Taehyung mengintip sebentar sebelum membuka pintu ruangan Jungkook. Aman! Dia bahkan melihat Yoongi juga ada didalam. Bisa dipastikan kalau kehadirannya dan dua orang lain disini tidak akan mengganggu saudarinya.

"Apakah ini sebuah kunjungan para dokter?" Jungkook mengeryit saat mendapati kehadiran Taehyung, Jimin, dan seorang wanita—yang diketahui adalah teman Hanbyul—di dalam ruangannya.

"Kurasa Jeon Jungkook kembali menjadi seorang bayi disini." Jimin mendekat, menaikkan sebelah alis untuk menggoda Jungkook yang tengah memakan cheese cake yang disuapkan Hanbyul.

"Yaish! Menyebalkan sekali!" Jungkook mencebik, namun Hanbyul justru tersenyum dengan sikap pria itu.
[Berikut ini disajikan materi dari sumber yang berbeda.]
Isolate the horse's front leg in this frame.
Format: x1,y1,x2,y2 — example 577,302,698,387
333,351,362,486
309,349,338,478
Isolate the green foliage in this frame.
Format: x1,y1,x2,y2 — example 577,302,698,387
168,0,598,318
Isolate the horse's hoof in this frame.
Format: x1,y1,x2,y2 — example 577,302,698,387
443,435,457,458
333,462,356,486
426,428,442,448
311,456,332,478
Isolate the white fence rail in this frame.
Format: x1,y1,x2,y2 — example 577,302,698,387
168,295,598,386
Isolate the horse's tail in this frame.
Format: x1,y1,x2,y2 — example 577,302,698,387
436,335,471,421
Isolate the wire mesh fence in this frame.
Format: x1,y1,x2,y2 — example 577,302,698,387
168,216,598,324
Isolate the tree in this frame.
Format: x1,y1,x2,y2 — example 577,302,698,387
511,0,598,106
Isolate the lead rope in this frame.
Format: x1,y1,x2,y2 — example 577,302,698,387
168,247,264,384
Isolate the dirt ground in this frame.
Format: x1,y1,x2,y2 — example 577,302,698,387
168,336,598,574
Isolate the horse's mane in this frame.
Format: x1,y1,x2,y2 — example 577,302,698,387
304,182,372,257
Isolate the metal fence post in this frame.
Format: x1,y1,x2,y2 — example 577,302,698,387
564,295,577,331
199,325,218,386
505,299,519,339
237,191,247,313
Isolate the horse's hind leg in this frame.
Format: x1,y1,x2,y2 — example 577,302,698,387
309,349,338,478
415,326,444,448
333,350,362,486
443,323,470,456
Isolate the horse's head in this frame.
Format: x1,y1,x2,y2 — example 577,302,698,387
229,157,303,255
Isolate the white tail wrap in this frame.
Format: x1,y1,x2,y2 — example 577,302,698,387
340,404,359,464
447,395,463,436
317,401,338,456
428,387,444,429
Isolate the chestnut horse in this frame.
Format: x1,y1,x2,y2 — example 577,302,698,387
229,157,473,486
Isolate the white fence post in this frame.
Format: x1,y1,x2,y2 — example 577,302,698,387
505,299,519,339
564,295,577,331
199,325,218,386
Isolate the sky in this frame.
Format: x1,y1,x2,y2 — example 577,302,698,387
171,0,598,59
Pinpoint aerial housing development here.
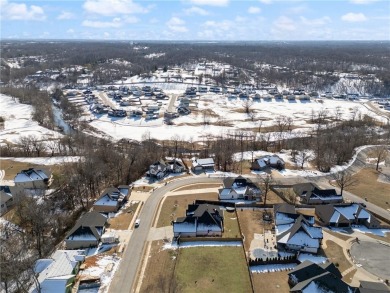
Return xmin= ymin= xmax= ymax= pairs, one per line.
xmin=0 ymin=0 xmax=390 ymax=293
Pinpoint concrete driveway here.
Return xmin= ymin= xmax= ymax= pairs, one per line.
xmin=350 ymin=241 xmax=390 ymax=280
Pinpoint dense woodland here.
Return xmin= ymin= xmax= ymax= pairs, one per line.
xmin=0 ymin=42 xmax=390 ymax=292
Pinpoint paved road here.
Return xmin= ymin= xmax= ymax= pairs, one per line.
xmin=167 ymin=94 xmax=178 ymax=112
xmin=351 ymin=241 xmax=390 ymax=280
xmin=109 ymin=176 xmax=222 ymax=293
xmin=109 ymin=144 xmax=390 ymax=293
Jungkook yang terlihat kesal itu cukup menggemaskan.

"Kau baru datang, hyung?" Taehyung menghampiri Yoongi, duduk di sebelahnya dengan santai seolah mereka sudah mengenal dekat.

"Satu jam yang lalu, dokter bilang Jungkook bisa pulang hari ini. Makanya aku datang." jelas Yoongi. Kedua matanya kemudian melirik presensi wanita yang kini tengah berbincang dengan Hanbyul dan Jungkook. Kwon Sora.

"Jadi, kau akan tetap tinggal di rumah Jungkook-ie untuk waktu yang lebih lama, hyung?" tanya Jimin. Jika melihat keadaan Jungkook sekarang ini, tidak mungkin jika pria itu akan tinggal sendirian.

"Kami bertiga baru saja membahasnya," Yoongi masih menatap ketiga orang yang tengah berbicara bersama itu, ada perasaan familier yang hangat saat melihatnya. "Jungkook akan tinggal sementara di tempat Hanbyul, bersama Taehyung juga."

"Mwo? Haruskah aku menumpang di tempatmu selama mereka tinggal bersama?" tanya Taehyung dengan wajah polosnya, "Kau tahu, hyung¸ aku tidak mau mengganggu mereka."

"Yaish! Bersihkan pikiranmu itu, Kim." Kali ini Jimin yang memukul kepala Taehyung, "Jungkook tinggal di tempat kalian karena tidak ada yang bisa menjaganya. Kau harusnya tetap disana untuk membantu Hanbyul. Bukannya malah pergi."

"Eung, aku hanya—eh... tapi, kau akan pergi kemana, hyung?"

"Ada pekerjaan yang harus segera kuselesaikan karena kemarin aku sempat meninggalkan mereka, Tae."

"Ah, jadi kau akan lebih banyak menghabiskan waktu di studiomu, hyung? Dan kau akan lebih mudah melihat kondisi Jungkook saat dia hanya ada beberapa lantai di atasmu. Aku benar 'kan hyung?" Taehyung tersenyum bangga, setelah mendapat anggukan dari Yoongi. Ia merasa hebat karena bisa memahami lawan bicaranya tanpa perlu mendengar lebih banyak.

Melihat keadaan sekarang ini membuat Sora tersenyum hangat. Sora bisa merasakan jika Jungkook adalah orang yang mampu menghidupkan kemnbali api dalam jiwa Hanbyul.

Namun saat melihat Yoongi yang tengah duduk di sofa dengan pandangan lurus yang kosong, Sora bisa merasakan jika ia harus segera mempersiapkan hatinya untuk segala kemungkinan setelah Yoongi kembali menemuinya nanti.